O órgão quer esclarecer quem ocupa o local atualmente, para qual finalidade ele é usado e se existe alguma autorização oficial para a utilização do prédio e do terreno. A investigação foi aberta em agosto de 2024, segundo o Fonte83.
O que o MPPB apura na investigação
A suspeita é de que o imóvel público esteja sendo usado por terceiros sem autorização. O procedimento do MPPB aponta que é preciso “esclarecer a situação do imóvel e verificar se houve autorização para a ocupação”.
Para isso, o órgão solicitou informações à Secretaria de Estado da Administração Penitenciária e à Procuradoria Geral do Estado sobre a situação do prédio. Também pediu documentos, fotos e registros que possam ajudar na apuração.
O papel da Prefeitura de Rio Tinto e os próximos passos
A Prefeitura de Rio Tinto foi notificada para informar se tem conhecimento da ocupação e se já tomou alguma providência. O MPPB ainda poderá consultar o Cartório de Registro de Imóveis para confirmar quem é o proprietário da área.
A investigação está em andamento e, até o momento, não há conclusão sobre eventual irregularidade ou responsabilidade. A denúncia original não detalha há quanto tempo o prédio está ocupado nem se o imóvel foi desativado oficialmente.

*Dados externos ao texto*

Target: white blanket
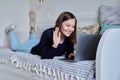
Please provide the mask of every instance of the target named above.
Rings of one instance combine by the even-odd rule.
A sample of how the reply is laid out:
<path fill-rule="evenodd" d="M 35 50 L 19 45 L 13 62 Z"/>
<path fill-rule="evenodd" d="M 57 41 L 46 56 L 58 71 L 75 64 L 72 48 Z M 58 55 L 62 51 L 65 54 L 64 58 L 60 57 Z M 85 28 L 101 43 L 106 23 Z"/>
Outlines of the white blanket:
<path fill-rule="evenodd" d="M 0 49 L 0 62 L 11 63 L 35 76 L 50 76 L 54 80 L 93 80 L 95 61 L 76 63 L 58 59 L 40 59 L 37 55 Z"/>

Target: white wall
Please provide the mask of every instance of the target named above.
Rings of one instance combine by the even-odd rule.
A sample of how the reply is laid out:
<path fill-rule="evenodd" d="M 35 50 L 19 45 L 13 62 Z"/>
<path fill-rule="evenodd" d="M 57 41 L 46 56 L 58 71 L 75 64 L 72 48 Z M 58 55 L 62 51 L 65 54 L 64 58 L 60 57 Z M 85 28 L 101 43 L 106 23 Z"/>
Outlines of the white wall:
<path fill-rule="evenodd" d="M 18 33 L 28 31 L 29 9 L 29 0 L 0 0 L 0 46 L 7 44 L 4 29 L 9 24 L 15 24 Z M 24 39 L 19 37 L 22 42 L 27 38 L 27 34 L 24 36 Z"/>
<path fill-rule="evenodd" d="M 38 25 L 54 25 L 61 12 L 70 11 L 82 26 L 96 23 L 100 5 L 118 6 L 119 3 L 120 0 L 44 0 L 39 4 L 39 0 L 30 0 L 30 9 L 36 12 Z"/>

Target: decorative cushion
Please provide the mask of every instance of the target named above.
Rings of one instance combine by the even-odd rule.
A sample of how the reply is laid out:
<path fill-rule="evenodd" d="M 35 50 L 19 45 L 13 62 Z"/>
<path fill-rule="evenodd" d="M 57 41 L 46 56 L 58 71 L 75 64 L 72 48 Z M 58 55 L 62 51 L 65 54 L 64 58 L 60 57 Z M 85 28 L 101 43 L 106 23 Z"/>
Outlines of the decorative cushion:
<path fill-rule="evenodd" d="M 120 28 L 120 24 L 119 24 L 119 25 L 103 24 L 101 27 L 102 27 L 102 28 L 101 28 L 101 30 L 100 30 L 100 35 L 103 35 L 103 33 L 104 33 L 107 29 Z"/>
<path fill-rule="evenodd" d="M 74 61 L 94 60 L 100 35 L 80 34 Z"/>
<path fill-rule="evenodd" d="M 120 24 L 120 7 L 100 6 L 100 23 Z"/>

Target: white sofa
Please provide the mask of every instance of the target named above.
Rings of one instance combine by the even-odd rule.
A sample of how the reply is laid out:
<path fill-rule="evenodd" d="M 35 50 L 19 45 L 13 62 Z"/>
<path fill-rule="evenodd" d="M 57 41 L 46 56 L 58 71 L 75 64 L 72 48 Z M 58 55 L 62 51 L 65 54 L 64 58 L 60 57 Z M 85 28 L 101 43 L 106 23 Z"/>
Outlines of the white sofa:
<path fill-rule="evenodd" d="M 96 80 L 120 80 L 120 29 L 108 29 L 96 55 Z"/>

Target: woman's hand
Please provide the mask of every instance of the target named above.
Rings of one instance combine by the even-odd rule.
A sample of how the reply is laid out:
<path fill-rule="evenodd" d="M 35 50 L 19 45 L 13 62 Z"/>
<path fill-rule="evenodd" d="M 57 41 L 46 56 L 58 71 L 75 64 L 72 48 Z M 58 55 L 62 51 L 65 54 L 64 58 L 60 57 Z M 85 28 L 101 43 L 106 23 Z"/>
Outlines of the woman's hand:
<path fill-rule="evenodd" d="M 53 31 L 53 47 L 57 48 L 61 41 L 61 33 L 59 32 L 59 28 L 56 27 L 55 31 Z"/>
<path fill-rule="evenodd" d="M 74 53 L 70 53 L 69 56 L 68 56 L 68 59 L 69 59 L 69 60 L 73 60 L 73 59 L 74 59 L 74 56 L 75 56 Z"/>

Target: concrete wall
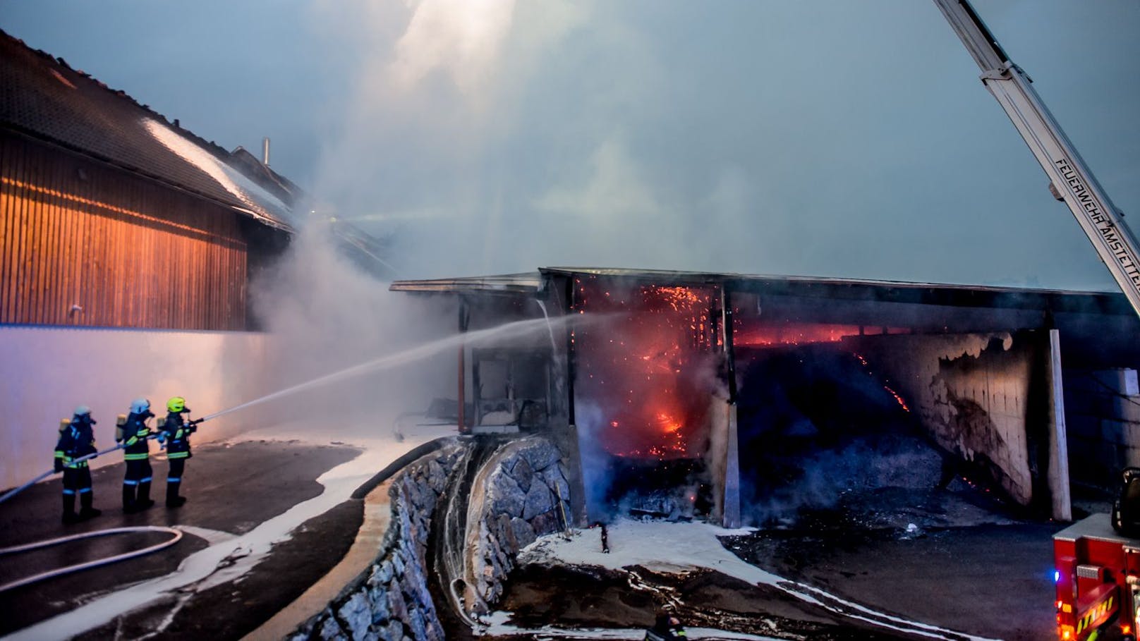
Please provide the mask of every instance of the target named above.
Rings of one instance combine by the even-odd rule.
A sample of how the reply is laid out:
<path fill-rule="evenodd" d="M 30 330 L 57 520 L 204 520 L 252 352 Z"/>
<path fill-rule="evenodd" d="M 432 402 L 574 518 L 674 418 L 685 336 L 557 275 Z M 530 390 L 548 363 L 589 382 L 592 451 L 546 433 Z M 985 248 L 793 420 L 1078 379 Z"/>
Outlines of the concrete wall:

O que muda na prática para o morador da Paraíba
O desfecho da investigação define se o prédio público volta a ser usado pelo estado ou se a ocupação será legalizada de alguma forma. Enquanto o MPPB não concluir o procedimento, o imóvel segue sob suspeita de uso irregular, e a gestão municipal fica obrigada a prestar esclarecimentos sobre o que sabia da ocupação.
A redação do Alerta Paraíba tentou conseguir resposta de Beto, citado na denúncia, mas não conseguiu entrar em contato.